HeR’s decision to switch to Unity makes sense on one hand but is incredibly frustrating on the other. Let’s start with how it makes sense. The software HeR was using from TransGaming Inc. will (from what I can tell) never be updated again, meaning it will become virtually useless soon, if it hasn’t already. That means that HeR needed to find another software that would allow them to convert their games onto a Mac platform so that they would not lose a large portion of their customers. This was probably seen as an opportunity to switch to something completely new that would allow them to reach even more platforms. One of the points HeR keeps harping on and on about in their updates to fans is the tablet market, as well as increasing popularity in VR. If HeR wants to survive in the modern game market, they need to branch outside of PC gaming. Unity will allow them to do that. The switch makes sense.

However, one also has to consider all of the progress made in their previous game engine. Everything discussed up to this point has taken 17 years to achieve. And, because their engine was designed by their developers specifically for their games, it is likely that after the switch, their engine will never be used again. Additionally, none of the progress HeR made previously applies to Unity, and can only be used as a reference. Plus, it’s not just the improvements made in the game engine that are being erased. It is also the staff at HeR who worked there for so long, who were so integral in building their own engine and getting the game quality to where it is in Sea of Darkness, that are being pushed aside for a new gaming engine. New engine, new staff that knows how to use it.

The only thing HeR won’t lose is Bink Video, if that means anything to anyone. Bink2 works with Unity. According to the Bink Video website, Bink supplies “pre-written plugins for both Unreal 4 and Unity” (Rad Game Tools). However, I can’t actually be sure that HeR will still use Bink in their next game since I don’t work there. It would make sense if they continued to use it, but who knows.

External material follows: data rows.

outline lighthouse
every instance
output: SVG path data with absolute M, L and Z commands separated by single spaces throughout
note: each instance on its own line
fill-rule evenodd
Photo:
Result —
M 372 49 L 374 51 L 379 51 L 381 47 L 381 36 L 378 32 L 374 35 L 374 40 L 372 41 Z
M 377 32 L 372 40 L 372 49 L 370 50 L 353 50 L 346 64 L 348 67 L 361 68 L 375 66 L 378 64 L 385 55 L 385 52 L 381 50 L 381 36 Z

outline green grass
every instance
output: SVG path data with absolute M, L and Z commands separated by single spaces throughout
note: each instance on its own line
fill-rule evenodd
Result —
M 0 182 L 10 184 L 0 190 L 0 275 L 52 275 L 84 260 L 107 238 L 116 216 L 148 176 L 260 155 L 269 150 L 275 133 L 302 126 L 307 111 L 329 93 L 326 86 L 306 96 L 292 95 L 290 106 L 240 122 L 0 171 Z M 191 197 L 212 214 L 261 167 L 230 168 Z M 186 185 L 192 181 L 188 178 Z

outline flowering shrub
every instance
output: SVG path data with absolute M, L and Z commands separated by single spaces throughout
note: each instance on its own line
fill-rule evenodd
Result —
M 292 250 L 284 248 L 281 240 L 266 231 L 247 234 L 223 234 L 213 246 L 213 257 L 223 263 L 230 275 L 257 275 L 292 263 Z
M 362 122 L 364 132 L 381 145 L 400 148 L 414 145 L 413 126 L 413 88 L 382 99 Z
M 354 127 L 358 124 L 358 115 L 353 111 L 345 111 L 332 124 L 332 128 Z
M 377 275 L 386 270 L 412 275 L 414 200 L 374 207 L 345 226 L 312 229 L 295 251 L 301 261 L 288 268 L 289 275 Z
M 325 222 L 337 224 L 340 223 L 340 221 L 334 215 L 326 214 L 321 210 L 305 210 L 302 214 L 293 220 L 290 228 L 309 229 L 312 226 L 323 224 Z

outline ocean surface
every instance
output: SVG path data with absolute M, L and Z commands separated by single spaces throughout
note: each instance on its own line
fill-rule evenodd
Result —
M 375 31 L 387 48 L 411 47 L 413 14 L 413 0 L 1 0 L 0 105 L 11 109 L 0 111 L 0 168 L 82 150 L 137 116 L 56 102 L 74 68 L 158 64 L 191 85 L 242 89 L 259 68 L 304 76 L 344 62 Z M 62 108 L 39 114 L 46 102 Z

Conclusions and frustrations

To me, Her Interactive is the little company that could. When they set out to make the first Nancy Drew game, there was no engine to support it. Instead of changing their tactics, they said to heck with it and built their own engine. As years went on, they refined their engine using C++ and DirectX and implemented Bink Video. In 2010 they began using software from TransGaming Inc. that allowed them to convert their games to Mac format, allowing them to increase their market. However, with TransGaming Inc.’s falling apart starting in 2015, HeR was forced to rethink its strategy. Ultimately they chose to switch their engine out for Unity, essentially throwing out 17 years worth of work and laying off many of their employees. Now three years in the making, HeR is still largely secretive about the status of their newest game. The combination of these factors has added up to a fanbase that has become distrustful, frustrated, and altogether largely disappointed in what was once that little company that could.